Stone's book sets out methods and strategies for brief pastoral counseling encounters, that, while not discounting the value of long-term therapeutic and counseling relationships, nonetheless sees significant value and benefit to be had in the brief sessions. Stone argues that brief counseling should be the minister's first choice (recognising that it need not be the only choice). However, the closed-ended nature of brief counseling strategies can help with definite goal setting so that those who cannot or will not commit to longer-term courses can work toward an attainable goal, and also recognises that there are indeed some problems that do not require the kind of depth-therapy that longer-term strategies employ.
Stone employs case studies and definite strategies for problem solving. The first part looks at problem assessment, 'homework' assignments to be done between sessions, focus upon outcomes, and termination. In short-term counseling situations, each session might be treated as if it is the last one (indeed, even in longer-term counseling situations, each session might end up being the last one). Stone then looks in part two at specific types of techniques - paradoxical strategies like reframing or symptom modification, reinforcement methods both positive and negative, imagery approaches, thought-mastery processes, cognitive restructuring, and more. Stone gives specific examples of each, but also highlights the limitations and drawbacks of each. There is no one-size-fits-all cure or panacea.

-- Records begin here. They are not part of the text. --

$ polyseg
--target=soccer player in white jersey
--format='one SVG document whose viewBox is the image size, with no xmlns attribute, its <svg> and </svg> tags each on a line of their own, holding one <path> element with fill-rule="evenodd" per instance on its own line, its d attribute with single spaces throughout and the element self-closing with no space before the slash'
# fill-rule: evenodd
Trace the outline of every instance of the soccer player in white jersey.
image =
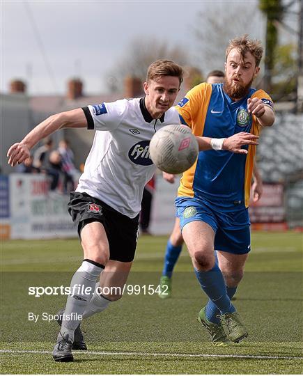
<svg viewBox="0 0 303 376">
<path fill-rule="evenodd" d="M 104 311 L 121 297 L 134 256 L 142 192 L 155 171 L 149 157 L 149 142 L 162 127 L 180 123 L 178 111 L 171 106 L 182 73 L 173 61 L 157 61 L 148 70 L 145 97 L 53 115 L 8 151 L 8 163 L 13 166 L 26 159 L 40 140 L 57 130 L 97 131 L 84 171 L 68 204 L 84 257 L 70 283 L 72 293 L 53 351 L 56 361 L 72 361 L 72 348 L 86 348 L 79 329 L 81 318 Z M 226 139 L 224 146 L 242 152 L 241 147 L 256 144 L 256 139 L 242 132 Z M 200 150 L 212 148 L 210 138 L 197 137 L 197 141 Z M 108 293 L 100 293 L 104 287 Z"/>
</svg>

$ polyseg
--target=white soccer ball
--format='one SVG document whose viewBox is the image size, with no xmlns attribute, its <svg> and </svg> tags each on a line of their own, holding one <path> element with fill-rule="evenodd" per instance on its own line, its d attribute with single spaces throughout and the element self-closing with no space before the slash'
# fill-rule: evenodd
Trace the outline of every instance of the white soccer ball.
<svg viewBox="0 0 303 376">
<path fill-rule="evenodd" d="M 181 173 L 196 161 L 198 142 L 186 125 L 167 125 L 153 135 L 149 152 L 152 161 L 162 171 Z"/>
</svg>

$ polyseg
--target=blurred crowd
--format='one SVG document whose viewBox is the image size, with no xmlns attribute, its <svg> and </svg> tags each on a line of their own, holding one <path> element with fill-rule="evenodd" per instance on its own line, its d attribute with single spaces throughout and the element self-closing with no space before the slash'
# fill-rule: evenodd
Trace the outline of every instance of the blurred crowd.
<svg viewBox="0 0 303 376">
<path fill-rule="evenodd" d="M 80 171 L 74 164 L 74 153 L 66 139 L 54 148 L 52 139 L 45 139 L 29 158 L 16 169 L 17 172 L 44 173 L 49 177 L 49 189 L 67 194 L 73 191 Z"/>
</svg>

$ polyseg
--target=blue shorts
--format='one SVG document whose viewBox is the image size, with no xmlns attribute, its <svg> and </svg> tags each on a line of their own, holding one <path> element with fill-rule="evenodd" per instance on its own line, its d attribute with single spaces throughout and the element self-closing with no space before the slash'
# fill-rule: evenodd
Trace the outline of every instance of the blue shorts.
<svg viewBox="0 0 303 376">
<path fill-rule="evenodd" d="M 193 221 L 205 222 L 215 231 L 215 249 L 235 254 L 251 250 L 248 209 L 242 204 L 228 210 L 199 198 L 177 197 L 175 201 L 181 230 Z"/>
</svg>

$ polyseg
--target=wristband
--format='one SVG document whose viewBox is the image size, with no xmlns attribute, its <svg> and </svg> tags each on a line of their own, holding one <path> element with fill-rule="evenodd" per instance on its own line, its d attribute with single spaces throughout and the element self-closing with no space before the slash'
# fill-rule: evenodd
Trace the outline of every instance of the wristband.
<svg viewBox="0 0 303 376">
<path fill-rule="evenodd" d="M 225 139 L 212 139 L 210 140 L 210 146 L 214 150 L 222 150 L 224 140 Z"/>
</svg>

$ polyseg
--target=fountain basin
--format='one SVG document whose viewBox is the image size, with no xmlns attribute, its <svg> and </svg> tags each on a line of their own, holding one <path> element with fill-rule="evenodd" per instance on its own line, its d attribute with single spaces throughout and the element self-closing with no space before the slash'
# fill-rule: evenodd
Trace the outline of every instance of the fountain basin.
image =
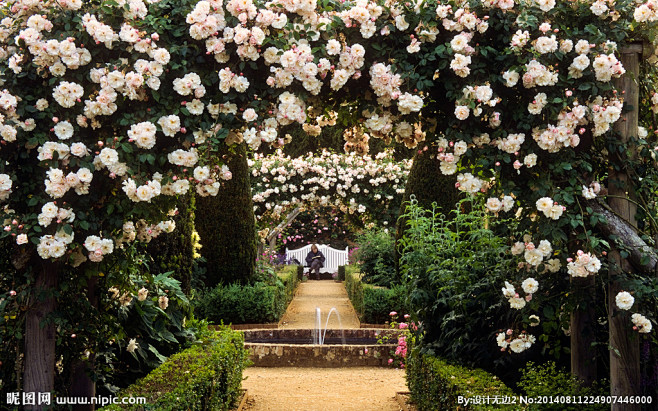
<svg viewBox="0 0 658 411">
<path fill-rule="evenodd" d="M 397 346 L 397 333 L 390 329 L 329 329 L 323 345 L 313 344 L 314 330 L 243 332 L 245 348 L 256 367 L 383 367 Z M 343 334 L 346 344 L 342 344 Z M 379 335 L 390 336 L 388 343 L 378 344 Z"/>
</svg>

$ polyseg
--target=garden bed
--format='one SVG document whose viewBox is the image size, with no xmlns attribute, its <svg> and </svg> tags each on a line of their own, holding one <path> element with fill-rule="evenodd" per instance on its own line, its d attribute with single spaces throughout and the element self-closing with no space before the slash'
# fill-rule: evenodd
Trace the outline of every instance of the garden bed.
<svg viewBox="0 0 658 411">
<path fill-rule="evenodd" d="M 249 365 L 242 333 L 222 327 L 204 344 L 171 356 L 119 397 L 144 397 L 146 405 L 103 410 L 229 410 L 239 404 L 242 371 Z"/>
</svg>

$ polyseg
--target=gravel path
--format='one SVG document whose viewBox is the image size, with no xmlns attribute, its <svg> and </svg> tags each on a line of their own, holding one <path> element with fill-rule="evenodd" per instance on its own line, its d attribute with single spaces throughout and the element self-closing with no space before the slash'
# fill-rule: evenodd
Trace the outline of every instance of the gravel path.
<svg viewBox="0 0 658 411">
<path fill-rule="evenodd" d="M 406 391 L 394 368 L 248 368 L 242 387 L 250 411 L 398 411 Z"/>
<path fill-rule="evenodd" d="M 299 284 L 295 298 L 279 322 L 279 328 L 315 328 L 315 308 L 320 307 L 322 327 L 327 321 L 327 314 L 336 308 L 340 322 L 335 314 L 329 317 L 327 328 L 359 328 L 360 322 L 352 303 L 347 298 L 345 286 L 333 280 L 309 280 Z"/>
<path fill-rule="evenodd" d="M 345 286 L 333 280 L 301 283 L 279 328 L 315 328 L 315 309 L 322 326 L 359 328 L 359 318 Z M 251 367 L 245 370 L 246 410 L 251 411 L 398 411 L 395 393 L 407 391 L 404 370 L 378 367 L 294 368 Z"/>
</svg>

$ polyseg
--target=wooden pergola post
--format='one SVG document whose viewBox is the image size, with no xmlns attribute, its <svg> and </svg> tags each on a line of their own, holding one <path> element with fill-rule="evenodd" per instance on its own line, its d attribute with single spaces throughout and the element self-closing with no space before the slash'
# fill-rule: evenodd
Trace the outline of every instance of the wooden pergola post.
<svg viewBox="0 0 658 411">
<path fill-rule="evenodd" d="M 626 69 L 626 75 L 615 81 L 617 90 L 623 90 L 624 106 L 632 106 L 631 111 L 622 114 L 622 118 L 615 125 L 620 135 L 621 145 L 630 144 L 631 138 L 637 137 L 639 120 L 639 85 L 640 59 L 643 45 L 631 44 L 620 50 L 621 63 Z M 630 150 L 630 152 L 635 152 Z M 624 171 L 623 159 L 617 153 L 610 153 L 610 174 L 608 204 L 610 208 L 628 224 L 637 227 L 635 215 L 637 207 L 632 201 L 635 188 L 628 174 Z M 621 291 L 617 276 L 621 272 L 632 271 L 633 268 L 627 259 L 621 258 L 618 249 L 610 253 L 610 263 L 614 267 L 609 273 L 608 283 L 608 324 L 610 327 L 610 394 L 616 396 L 640 395 L 640 344 L 639 338 L 632 329 L 628 314 L 620 312 L 615 297 Z M 639 410 L 636 404 L 613 404 L 612 410 Z"/>
</svg>

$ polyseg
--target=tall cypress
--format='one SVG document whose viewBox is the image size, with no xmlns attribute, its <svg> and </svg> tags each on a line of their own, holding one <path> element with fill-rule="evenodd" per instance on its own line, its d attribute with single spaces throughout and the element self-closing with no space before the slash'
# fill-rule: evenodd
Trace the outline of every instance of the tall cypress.
<svg viewBox="0 0 658 411">
<path fill-rule="evenodd" d="M 195 226 L 206 259 L 208 287 L 219 283 L 248 283 L 255 273 L 256 222 L 247 148 L 244 143 L 219 153 L 232 173 L 216 197 L 197 197 Z"/>
<path fill-rule="evenodd" d="M 446 176 L 441 172 L 441 162 L 436 158 L 435 150 L 418 150 L 414 155 L 413 164 L 409 170 L 407 185 L 400 207 L 400 214 L 404 214 L 406 205 L 413 194 L 418 205 L 431 209 L 436 203 L 437 212 L 448 215 L 461 199 L 461 192 L 455 188 L 457 176 Z M 399 218 L 395 227 L 395 269 L 399 274 L 400 253 L 398 242 L 404 236 L 407 220 Z"/>
</svg>

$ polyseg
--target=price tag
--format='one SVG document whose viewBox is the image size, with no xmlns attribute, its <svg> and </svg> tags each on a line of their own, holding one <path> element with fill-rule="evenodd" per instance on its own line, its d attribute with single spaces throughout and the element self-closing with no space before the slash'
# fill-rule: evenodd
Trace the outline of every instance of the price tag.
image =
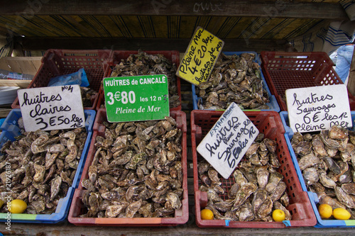
<svg viewBox="0 0 355 236">
<path fill-rule="evenodd" d="M 165 74 L 104 78 L 104 92 L 109 122 L 161 120 L 169 116 Z"/>
<path fill-rule="evenodd" d="M 26 131 L 85 126 L 79 85 L 19 89 L 17 94 Z"/>
<path fill-rule="evenodd" d="M 185 52 L 176 75 L 195 85 L 206 82 L 224 42 L 198 27 Z"/>
<path fill-rule="evenodd" d="M 334 125 L 352 126 L 344 84 L 287 89 L 285 95 L 293 132 L 329 130 Z"/>
<path fill-rule="evenodd" d="M 259 130 L 232 103 L 198 145 L 197 152 L 224 179 L 228 179 Z"/>
</svg>

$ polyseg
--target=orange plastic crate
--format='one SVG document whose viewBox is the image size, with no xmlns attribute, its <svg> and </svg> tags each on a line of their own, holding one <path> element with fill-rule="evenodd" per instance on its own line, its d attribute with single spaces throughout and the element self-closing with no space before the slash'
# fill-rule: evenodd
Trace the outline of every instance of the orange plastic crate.
<svg viewBox="0 0 355 236">
<path fill-rule="evenodd" d="M 163 55 L 167 59 L 171 60 L 173 64 L 176 65 L 176 69 L 180 64 L 180 52 L 178 51 L 144 51 L 145 52 L 151 55 L 161 54 Z M 126 60 L 131 55 L 138 55 L 138 51 L 125 51 L 125 50 L 114 50 L 112 52 L 109 60 L 104 62 L 104 77 L 109 77 L 111 73 L 112 72 L 112 67 L 121 62 L 121 60 Z M 172 108 L 170 111 L 181 111 L 181 86 L 180 86 L 180 79 L 176 77 L 176 85 L 178 87 L 178 95 L 179 96 L 179 100 L 180 104 L 177 107 Z M 104 96 L 104 90 L 102 86 L 100 87 L 99 100 L 97 101 L 97 105 L 96 109 L 98 111 L 101 108 L 102 105 L 104 105 L 105 99 Z"/>
<path fill-rule="evenodd" d="M 81 182 L 83 179 L 88 178 L 89 167 L 91 165 L 94 155 L 96 152 L 94 146 L 97 136 L 104 136 L 104 121 L 107 121 L 106 110 L 101 108 L 98 111 L 94 124 L 94 133 L 90 147 L 87 154 L 85 165 L 82 171 L 79 187 L 74 193 L 72 205 L 68 215 L 68 220 L 76 225 L 104 225 L 104 226 L 176 226 L 185 224 L 189 218 L 188 197 L 187 197 L 187 143 L 186 143 L 186 114 L 181 111 L 170 111 L 170 116 L 177 122 L 177 127 L 182 131 L 181 146 L 182 147 L 181 164 L 182 165 L 182 207 L 175 210 L 173 218 L 80 218 L 79 215 L 84 213 L 84 206 L 82 198 L 84 191 Z"/>
<path fill-rule="evenodd" d="M 260 227 L 283 228 L 286 227 L 314 226 L 317 223 L 315 213 L 307 192 L 302 190 L 298 176 L 292 162 L 285 140 L 285 129 L 281 118 L 275 111 L 244 111 L 248 118 L 256 126 L 265 137 L 271 138 L 278 143 L 276 154 L 281 166 L 277 171 L 283 175 L 283 181 L 286 184 L 286 192 L 290 198 L 290 206 L 287 209 L 292 215 L 291 220 L 282 222 L 242 222 L 224 220 L 202 220 L 200 210 L 207 205 L 207 194 L 199 190 L 200 181 L 197 172 L 197 159 L 203 158 L 197 153 L 196 148 L 204 135 L 213 127 L 223 111 L 194 110 L 191 112 L 191 133 L 192 145 L 192 157 L 194 167 L 194 190 L 195 221 L 199 227 Z M 242 162 L 243 162 L 242 159 Z M 238 168 L 238 167 L 237 167 Z M 228 191 L 234 184 L 232 175 L 227 179 L 222 177 L 222 187 L 224 194 L 220 195 L 222 199 L 226 199 Z"/>
</svg>

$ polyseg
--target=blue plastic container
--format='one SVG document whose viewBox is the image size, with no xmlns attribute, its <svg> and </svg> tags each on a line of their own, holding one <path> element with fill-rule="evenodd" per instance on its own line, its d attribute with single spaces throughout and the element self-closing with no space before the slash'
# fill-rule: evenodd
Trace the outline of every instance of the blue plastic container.
<svg viewBox="0 0 355 236">
<path fill-rule="evenodd" d="M 253 53 L 255 55 L 255 59 L 253 60 L 254 62 L 257 62 L 259 65 L 261 64 L 261 60 L 260 59 L 259 55 L 258 53 L 256 52 L 248 52 L 248 51 L 243 51 L 243 52 L 222 52 L 225 55 L 230 56 L 233 55 L 240 55 L 242 53 Z M 261 74 L 261 78 L 263 79 L 263 86 L 264 89 L 268 93 L 268 96 L 270 100 L 270 102 L 267 103 L 266 105 L 268 106 L 270 109 L 263 109 L 263 110 L 244 110 L 244 111 L 274 111 L 276 112 L 280 112 L 280 106 L 278 106 L 278 101 L 276 100 L 276 98 L 275 97 L 274 95 L 271 95 L 271 92 L 270 91 L 270 89 L 268 86 L 268 84 L 266 84 L 266 81 L 265 80 L 265 77 L 263 74 L 263 72 L 261 72 L 261 67 L 260 69 L 260 73 Z M 197 94 L 196 94 L 196 89 L 195 89 L 195 85 L 192 84 L 192 106 L 193 106 L 193 109 L 194 110 L 199 110 L 199 108 L 197 106 L 197 103 L 200 99 L 202 99 L 201 97 L 197 96 Z M 211 109 L 206 109 L 206 110 L 211 110 Z"/>
<path fill-rule="evenodd" d="M 353 123 L 353 126 L 352 126 L 353 128 L 351 129 L 354 130 L 354 120 L 355 120 L 355 111 L 351 111 L 351 114 Z M 313 208 L 313 211 L 315 212 L 315 215 L 317 218 L 317 224 L 315 225 L 315 227 L 355 227 L 355 220 L 342 220 L 322 219 L 318 212 L 318 208 L 317 207 L 317 204 L 320 201 L 318 199 L 318 196 L 317 196 L 317 193 L 308 191 L 307 190 L 305 179 L 303 179 L 301 169 L 300 169 L 300 166 L 298 165 L 298 162 L 296 158 L 296 154 L 293 151 L 293 148 L 292 147 L 291 145 L 291 140 L 293 137 L 293 131 L 289 125 L 288 113 L 287 111 L 281 111 L 280 113 L 280 116 L 281 116 L 281 120 L 283 122 L 283 127 L 285 128 L 285 139 L 286 140 L 286 143 L 288 145 L 290 154 L 291 154 L 292 161 L 293 162 L 293 165 L 295 166 L 295 169 L 296 169 L 297 175 L 298 176 L 298 179 L 300 179 L 300 183 L 301 184 L 302 189 L 304 191 L 307 192 L 308 197 L 310 198 L 310 201 L 311 202 L 312 208 Z"/>
<path fill-rule="evenodd" d="M 87 137 L 72 186 L 69 188 L 67 196 L 59 200 L 55 212 L 50 215 L 11 213 L 11 223 L 57 223 L 63 221 L 67 218 L 72 200 L 72 196 L 75 189 L 79 186 L 87 151 L 90 147 L 92 136 L 92 127 L 95 120 L 96 111 L 94 110 L 84 110 L 84 113 L 85 116 L 85 129 L 87 132 Z M 13 109 L 9 113 L 0 128 L 3 130 L 0 135 L 0 148 L 6 141 L 13 141 L 15 140 L 14 137 L 20 135 L 21 129 L 18 128 L 18 120 L 21 117 L 22 117 L 22 114 L 21 109 L 18 108 Z M 7 213 L 0 213 L 0 222 L 6 222 L 7 220 L 7 218 L 6 218 L 6 217 Z"/>
</svg>

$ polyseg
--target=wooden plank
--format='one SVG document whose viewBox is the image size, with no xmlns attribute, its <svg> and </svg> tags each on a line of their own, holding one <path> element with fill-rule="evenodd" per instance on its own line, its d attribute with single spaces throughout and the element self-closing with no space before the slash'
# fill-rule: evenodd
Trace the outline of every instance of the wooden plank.
<svg viewBox="0 0 355 236">
<path fill-rule="evenodd" d="M 17 38 L 23 50 L 45 50 L 50 48 L 76 50 L 110 48 L 117 50 L 178 50 L 185 52 L 190 38 Z M 223 39 L 224 51 L 284 51 L 286 40 Z"/>
<path fill-rule="evenodd" d="M 0 69 L 35 75 L 42 64 L 42 57 L 5 57 L 0 58 Z"/>
<path fill-rule="evenodd" d="M 116 235 L 354 235 L 353 227 L 316 228 L 313 227 L 277 228 L 214 228 L 199 227 L 195 222 L 195 212 L 190 208 L 190 217 L 186 224 L 169 227 L 102 227 L 76 226 L 68 222 L 59 224 L 26 224 L 12 223 L 11 231 L 1 230 L 11 235 L 46 235 L 46 236 L 116 236 Z M 7 234 L 6 234 L 7 235 Z"/>
<path fill-rule="evenodd" d="M 351 65 L 349 73 L 347 88 L 349 91 L 355 96 L 355 47 L 354 47 L 353 58 L 351 59 Z"/>
<path fill-rule="evenodd" d="M 0 108 L 0 118 L 6 118 L 7 115 L 11 111 L 10 108 Z"/>
<path fill-rule="evenodd" d="M 339 4 L 290 1 L 190 0 L 20 1 L 3 4 L 0 15 L 161 15 L 307 18 L 349 20 Z"/>
</svg>

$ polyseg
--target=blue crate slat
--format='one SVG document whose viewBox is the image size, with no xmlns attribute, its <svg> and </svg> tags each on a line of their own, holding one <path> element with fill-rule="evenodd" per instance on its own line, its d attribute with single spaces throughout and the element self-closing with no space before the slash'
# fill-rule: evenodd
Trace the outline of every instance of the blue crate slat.
<svg viewBox="0 0 355 236">
<path fill-rule="evenodd" d="M 63 221 L 67 218 L 75 190 L 79 186 L 87 152 L 90 147 L 96 111 L 94 110 L 84 110 L 84 113 L 87 136 L 72 186 L 69 188 L 67 196 L 59 200 L 55 212 L 52 214 L 11 214 L 11 223 L 57 223 Z M 21 129 L 18 128 L 17 123 L 21 117 L 22 117 L 22 114 L 21 109 L 18 108 L 13 109 L 9 113 L 1 127 L 3 132 L 0 135 L 0 148 L 6 141 L 13 141 L 15 140 L 14 137 L 21 133 Z M 5 218 L 6 215 L 6 213 L 0 213 L 0 222 L 6 221 Z"/>
<path fill-rule="evenodd" d="M 233 55 L 240 55 L 242 53 L 253 53 L 255 55 L 255 59 L 254 62 L 257 62 L 259 65 L 261 64 L 261 60 L 260 59 L 259 55 L 258 53 L 256 52 L 252 52 L 252 51 L 243 51 L 243 52 L 222 52 L 224 53 L 224 55 L 227 56 Z M 276 98 L 275 97 L 274 95 L 271 95 L 271 92 L 270 91 L 270 89 L 268 86 L 268 84 L 266 84 L 266 81 L 265 80 L 265 77 L 263 74 L 263 72 L 261 71 L 261 68 L 260 69 L 260 73 L 261 75 L 261 78 L 263 79 L 263 86 L 264 89 L 268 93 L 268 96 L 269 97 L 270 102 L 267 103 L 266 105 L 268 106 L 270 109 L 262 109 L 261 111 L 274 111 L 276 112 L 280 112 L 280 106 L 278 106 L 278 101 L 276 100 Z M 194 110 L 199 110 L 199 108 L 197 106 L 197 103 L 200 99 L 202 99 L 200 97 L 197 96 L 197 94 L 196 94 L 195 91 L 195 85 L 192 84 L 192 107 Z M 210 109 L 206 109 L 206 110 L 210 110 Z M 256 110 L 248 110 L 246 109 L 245 111 L 256 111 Z"/>
</svg>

In the final section, Stone addresses the limitations of brief pastoral counseling. There are times that legitimately call for referral to other professionals, and there are times when the pastor much concede that help is beyond his or her capacity to deliver (and Stone warns against the minister becoming the 'enabler' type that Anonymous groups such as AA identify). Stone gives two checklists, one of those persons not likely to be good candidates for brief pastoral counseling, and those who potentially are good candidates for such an approach.
Stone acknowledges that there is difficulty in this approach in many ways, not least of which with the general orientation of the larger counseling profession geared toward longer-term counseling techniques. There is also the tendency of such professionals to see ministers as primarily agents of referral (and I must confess that I recognised as Stone highlights, that in my seminary courses on pastoral care, the primary message I received was, 'you probably aren't qualified to treat these people - refer them'). Still, one pastoral care class did assign this book as part of its curriculum, and I became reacquainted with it during CPE this summer.
It is a valuable book for counselers, ministers, and those in helping professions generally, to see the kinds of techniques and strategies that are workable (and some that aren't).